The RAID5 delusion

The RAID5 delusion

Summary: RAID5 isn't for protecting your data – it is for keeping your applications running when there is a failure. And it is no substitute for backup.

SHARE:
TOPICS: Storage, Cloud
25

Case in point
I spoke to the head of small company – about 25 employees – who had suffered a RAID5 drive failure. The 4TB RAID was used for file sharing.

A drive failed, reconstruction failed and vendor phone support was disastrous. All data was lost.

But the worst of it was that there was no backup. They believed that RAID5 would protect their data. They were wrong.

What RAID5 is for
RAID5 does offer some data protection assuming it works. But it's main purpose is to protect access to your data.
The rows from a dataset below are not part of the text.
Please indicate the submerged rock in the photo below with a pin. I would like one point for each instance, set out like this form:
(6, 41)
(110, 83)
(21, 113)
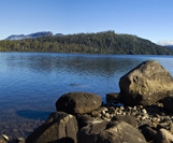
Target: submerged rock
(146, 84)
(78, 102)
(120, 132)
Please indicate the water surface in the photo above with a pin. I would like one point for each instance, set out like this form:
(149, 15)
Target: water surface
(30, 83)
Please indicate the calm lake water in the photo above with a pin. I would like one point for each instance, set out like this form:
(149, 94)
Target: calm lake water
(31, 83)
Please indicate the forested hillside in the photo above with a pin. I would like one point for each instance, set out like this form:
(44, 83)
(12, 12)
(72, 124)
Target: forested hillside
(95, 43)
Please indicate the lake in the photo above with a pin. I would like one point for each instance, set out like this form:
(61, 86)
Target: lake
(31, 83)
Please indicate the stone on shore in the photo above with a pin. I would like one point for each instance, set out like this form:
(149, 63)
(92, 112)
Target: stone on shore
(119, 132)
(167, 103)
(59, 127)
(163, 136)
(78, 102)
(146, 84)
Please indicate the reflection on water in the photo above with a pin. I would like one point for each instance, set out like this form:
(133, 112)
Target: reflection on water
(30, 83)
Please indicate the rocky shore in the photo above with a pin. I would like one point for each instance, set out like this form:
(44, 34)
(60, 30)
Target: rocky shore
(142, 112)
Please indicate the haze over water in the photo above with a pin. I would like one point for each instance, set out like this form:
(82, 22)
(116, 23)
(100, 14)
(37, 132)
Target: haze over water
(31, 83)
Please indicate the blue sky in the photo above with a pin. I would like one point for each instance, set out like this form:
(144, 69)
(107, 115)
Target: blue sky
(149, 19)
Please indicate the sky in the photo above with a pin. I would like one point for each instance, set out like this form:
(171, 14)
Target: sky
(148, 19)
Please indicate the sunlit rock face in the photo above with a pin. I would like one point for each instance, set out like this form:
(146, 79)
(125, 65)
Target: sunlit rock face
(146, 84)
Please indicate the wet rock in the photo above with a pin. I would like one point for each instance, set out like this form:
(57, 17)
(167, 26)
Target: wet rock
(59, 126)
(146, 84)
(167, 103)
(120, 132)
(78, 102)
(128, 119)
(163, 136)
(4, 138)
(113, 98)
(148, 132)
(89, 133)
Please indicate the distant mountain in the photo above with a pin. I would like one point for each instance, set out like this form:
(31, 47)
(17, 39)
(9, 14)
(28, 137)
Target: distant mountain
(33, 35)
(107, 42)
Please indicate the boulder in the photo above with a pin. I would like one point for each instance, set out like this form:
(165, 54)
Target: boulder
(78, 102)
(59, 127)
(167, 103)
(89, 133)
(163, 136)
(146, 84)
(113, 98)
(120, 132)
(130, 119)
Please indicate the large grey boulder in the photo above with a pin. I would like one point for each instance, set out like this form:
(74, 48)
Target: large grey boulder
(59, 127)
(146, 84)
(78, 102)
(168, 103)
(163, 136)
(89, 133)
(120, 132)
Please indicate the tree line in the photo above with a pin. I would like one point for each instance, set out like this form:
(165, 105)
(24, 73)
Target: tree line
(92, 43)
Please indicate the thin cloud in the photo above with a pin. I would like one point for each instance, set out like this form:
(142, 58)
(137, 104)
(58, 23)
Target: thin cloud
(165, 42)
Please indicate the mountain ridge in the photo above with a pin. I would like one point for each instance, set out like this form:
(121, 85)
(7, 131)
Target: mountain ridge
(107, 42)
(31, 36)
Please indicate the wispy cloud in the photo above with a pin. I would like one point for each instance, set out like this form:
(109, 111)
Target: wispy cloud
(165, 42)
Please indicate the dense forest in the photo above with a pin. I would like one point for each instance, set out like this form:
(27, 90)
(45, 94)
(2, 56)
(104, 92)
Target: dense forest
(95, 43)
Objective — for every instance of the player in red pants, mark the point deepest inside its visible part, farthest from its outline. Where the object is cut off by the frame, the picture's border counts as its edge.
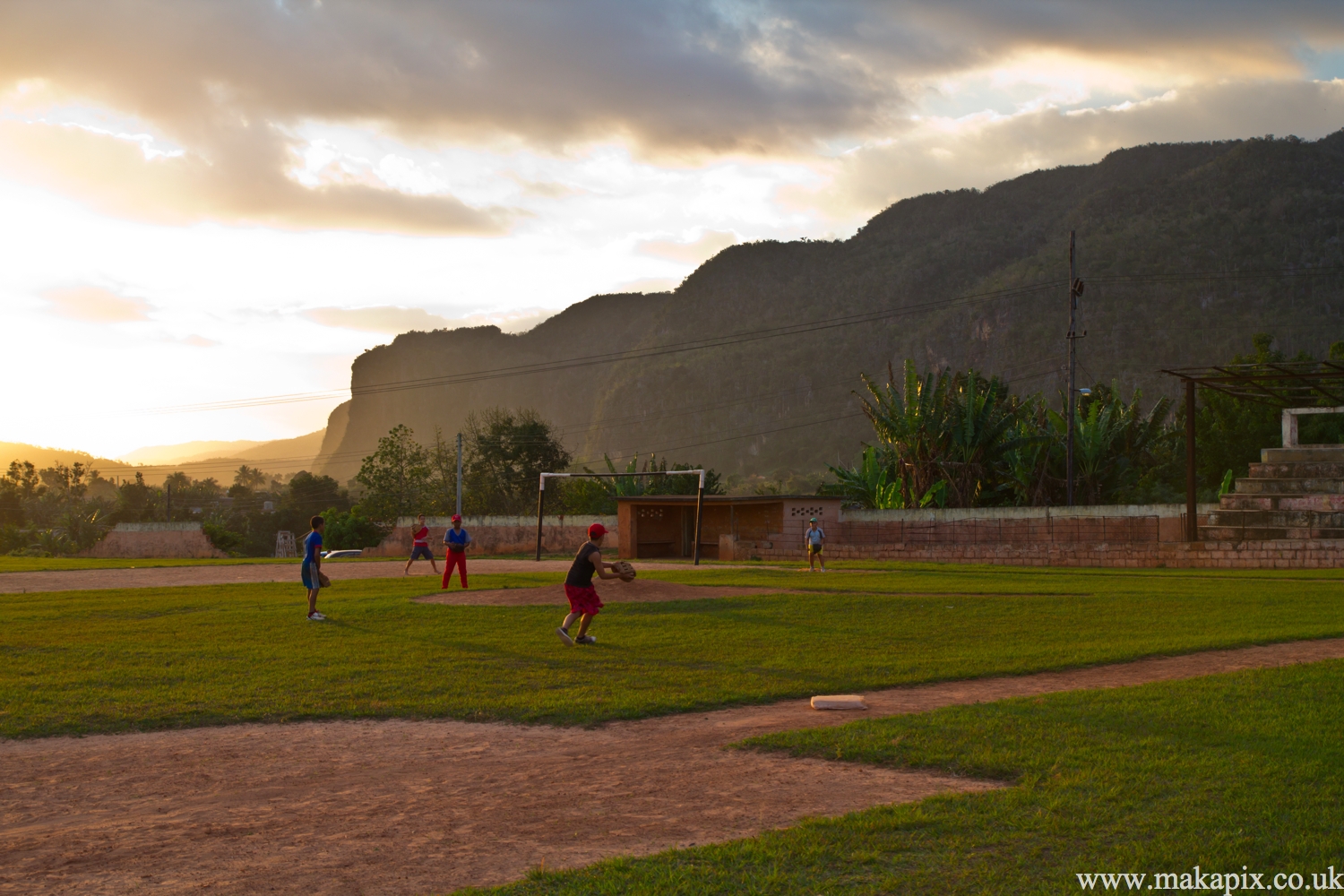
(456, 541)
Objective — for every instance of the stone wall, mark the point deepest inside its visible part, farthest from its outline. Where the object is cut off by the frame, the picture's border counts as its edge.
(502, 535)
(1215, 555)
(144, 540)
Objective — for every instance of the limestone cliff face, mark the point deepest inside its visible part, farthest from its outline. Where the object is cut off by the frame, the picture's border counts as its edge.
(762, 402)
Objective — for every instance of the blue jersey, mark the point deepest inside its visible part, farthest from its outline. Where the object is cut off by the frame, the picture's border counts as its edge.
(312, 544)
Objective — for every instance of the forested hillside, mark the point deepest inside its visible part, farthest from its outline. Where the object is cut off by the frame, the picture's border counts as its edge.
(1185, 250)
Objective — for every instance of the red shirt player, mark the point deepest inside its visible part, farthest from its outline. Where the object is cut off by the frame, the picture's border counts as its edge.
(419, 546)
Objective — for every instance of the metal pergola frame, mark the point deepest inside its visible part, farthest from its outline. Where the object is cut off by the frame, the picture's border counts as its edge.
(540, 497)
(1276, 383)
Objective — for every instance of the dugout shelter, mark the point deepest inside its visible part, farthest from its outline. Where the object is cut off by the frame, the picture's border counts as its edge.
(663, 525)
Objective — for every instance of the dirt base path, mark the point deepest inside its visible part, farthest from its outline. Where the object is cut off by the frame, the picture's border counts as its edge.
(226, 573)
(427, 806)
(637, 591)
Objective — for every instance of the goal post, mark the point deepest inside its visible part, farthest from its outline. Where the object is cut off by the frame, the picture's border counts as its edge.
(699, 498)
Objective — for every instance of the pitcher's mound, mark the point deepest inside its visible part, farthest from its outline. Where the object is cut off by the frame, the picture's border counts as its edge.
(637, 591)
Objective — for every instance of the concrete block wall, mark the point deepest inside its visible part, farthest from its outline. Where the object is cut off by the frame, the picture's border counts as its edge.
(142, 540)
(1214, 555)
(502, 535)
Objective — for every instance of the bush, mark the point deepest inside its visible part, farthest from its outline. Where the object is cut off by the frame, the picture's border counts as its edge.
(351, 530)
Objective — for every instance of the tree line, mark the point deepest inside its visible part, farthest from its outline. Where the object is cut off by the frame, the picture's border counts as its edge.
(504, 452)
(959, 438)
(64, 509)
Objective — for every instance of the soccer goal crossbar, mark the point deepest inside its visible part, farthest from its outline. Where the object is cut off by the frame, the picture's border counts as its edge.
(540, 497)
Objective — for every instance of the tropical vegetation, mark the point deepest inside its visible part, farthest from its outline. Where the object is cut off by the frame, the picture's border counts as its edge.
(959, 438)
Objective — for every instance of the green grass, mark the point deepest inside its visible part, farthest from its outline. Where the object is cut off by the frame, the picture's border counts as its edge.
(86, 661)
(1231, 770)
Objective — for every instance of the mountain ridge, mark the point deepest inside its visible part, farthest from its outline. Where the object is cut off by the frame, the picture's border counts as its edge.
(768, 406)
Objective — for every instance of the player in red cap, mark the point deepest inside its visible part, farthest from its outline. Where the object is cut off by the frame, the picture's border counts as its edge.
(578, 586)
(456, 541)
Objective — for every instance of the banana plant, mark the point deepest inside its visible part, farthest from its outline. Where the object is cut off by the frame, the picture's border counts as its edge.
(871, 482)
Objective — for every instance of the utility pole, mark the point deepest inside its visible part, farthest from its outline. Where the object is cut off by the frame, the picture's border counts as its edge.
(1075, 289)
(459, 474)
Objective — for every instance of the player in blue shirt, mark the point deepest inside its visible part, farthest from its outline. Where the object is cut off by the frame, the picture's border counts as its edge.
(312, 570)
(456, 540)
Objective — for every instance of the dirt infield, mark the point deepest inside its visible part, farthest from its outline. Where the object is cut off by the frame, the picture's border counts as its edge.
(427, 806)
(226, 573)
(637, 591)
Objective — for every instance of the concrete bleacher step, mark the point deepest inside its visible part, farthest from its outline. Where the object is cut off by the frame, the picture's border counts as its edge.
(1317, 501)
(1304, 454)
(1285, 485)
(1277, 519)
(1298, 470)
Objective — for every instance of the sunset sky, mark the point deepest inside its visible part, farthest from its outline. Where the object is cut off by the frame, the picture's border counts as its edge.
(206, 202)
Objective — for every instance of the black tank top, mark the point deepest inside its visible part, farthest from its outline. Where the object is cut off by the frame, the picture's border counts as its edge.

This is why it is popular in enterprise applications where maintaining data access during a failure is of vital concern.

But these arrays are always backed up so that if there is a catastrophic array failure – a not uncommon occurrence – the data is still recoverable despite the interruption in service.

That's how it played out with the small company. After the drive fail they still had access to their data. But when they replaced the drive the rebuild did not go as expected. They were stuck.

If they had stopped there and made a backup they probably could've saved all their data. But they thought the RAID was there to protect their data. Oops.

The Storage Bits take
Most enterprise RAID today do not use RAID5 because the likelihood of a second failure during the rebuild – increasingly lengthy because of growing drive size – means that the likelihood of a second failure during rebuild is too high for comfort. Instead they use RAID6 - and hyperscale Internet services use even fancier erasure codes that can survive 4 failures.

Note that this does not mean a second drive has to fail: it can be as simple as an unrecoverable read error on a remaining drive that totally pooches the rebuild. Then you have to go to your backup - assuming you have a backup.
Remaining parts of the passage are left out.